From Sunday, football fanatics in Kenya will join an estimated two billion television audience that will cheer on the world’s most popular national teams and players in the Qatar tournament.

“I’m vouching for Brazil,” Kakamega Senator Boni Khalwale recently tweeted.

At stake for footballers is taking part in the most popular sports extravaganza on the planet.

This provides the biggest attention an athlete could crave for, alongside prize money plus the most prized trophy in sport.

Kenya’s Harambee Stars are missing in action. A number of reasons have been advanced for their perennial underperformance.

The first is that the Harambee Stars are not just good enough to compete at that level. Kenya is ranked 101 out of 211 FIFA  member nations.

This tabulates to position 23 out of 54 national teams in Africa. Only 34 teams qualify for the World Cup, with five slots reserved for Africa.

Kenya has failed to qualify for the World Cup in 13 attempts since 1974, having featured in 74 matches, won 24, drawn 18 and lost 32.

The closest Harambee Stars came to qualification was in 1998, under the tutelage of German coach Reinhardt Fabisch.

Stars, then comprising the generation of Musa Otieno, Vincent Kwarula, Mike Okoth, Tiellen Oguta, Tom Ogweno, Ramadhan Balala and Bonface Ambani, beat Guinea and Burkina Faso at home, and the latter in Ougadogou.

Ken Simiyu scored from a cheeky flick from the back of his head to earn Kenya a 1-1 draw in Nairobi against a star-studded Nigerian team, fresh from lifting the Olympic gold medal in Atalanta.

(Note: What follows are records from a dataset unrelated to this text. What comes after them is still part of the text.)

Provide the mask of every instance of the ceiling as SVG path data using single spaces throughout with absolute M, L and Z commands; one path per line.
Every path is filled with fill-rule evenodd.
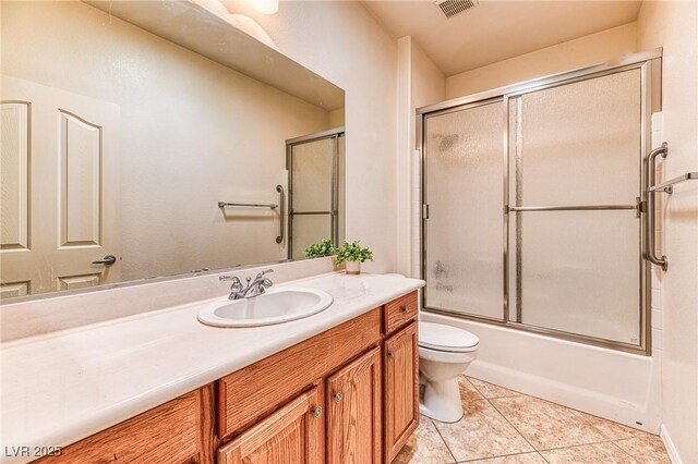
M 364 0 L 396 38 L 412 36 L 450 76 L 630 23 L 641 1 L 481 0 L 446 19 L 432 0 Z

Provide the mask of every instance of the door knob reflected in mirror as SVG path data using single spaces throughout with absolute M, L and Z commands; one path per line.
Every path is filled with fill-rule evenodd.
M 117 257 L 113 255 L 107 255 L 101 259 L 98 259 L 96 261 L 92 261 L 93 265 L 105 265 L 105 266 L 111 266 L 115 262 L 117 262 Z

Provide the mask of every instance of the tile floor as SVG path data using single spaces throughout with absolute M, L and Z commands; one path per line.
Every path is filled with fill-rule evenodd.
M 670 463 L 658 436 L 470 377 L 459 382 L 464 418 L 422 416 L 393 464 Z

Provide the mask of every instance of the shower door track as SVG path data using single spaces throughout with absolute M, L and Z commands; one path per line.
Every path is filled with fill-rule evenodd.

The Super Eagles featured giants like Austin “Jay Jay” Okocha, Taribo West, Kanu Nwanku and Sunday Oliseh.

Unfortunately, the Kenyan lads stumbled in the reverse fixture in Lagos at the final hurdle. They lost 3-0.

“At some point, we had belief. But the team did not play for history. We played to win and satisfy out hearts and those of Kenyans. The loss to Nigeria is not something to be ashamed of. They were a much better side quality and experience wise,” captain Musa Otieno, now coach at Kenyan Premier League side Police FC, said.

Fast forward to 2022, and there was hope for qualification when Kenya was handed a “favourable” draw comprising Uganda, Rwanda and Mali.

FKF president Nick Mwendwa declared he would “do everything humanly possible to ensure Kenya qualifies for the World Cup”.

Harambee Stars drew at home and away to Uganda, drew away to Rwanda and won at home.

The results cost coach Jacob Mulee his job, with his replacement in the frame of Turkish Engin Firat arriving in time for a 5-0 drubbing by Mali in Morocco. Sports CS Amina Mohamed disband FKF for “poor performance” by Harambee Stars.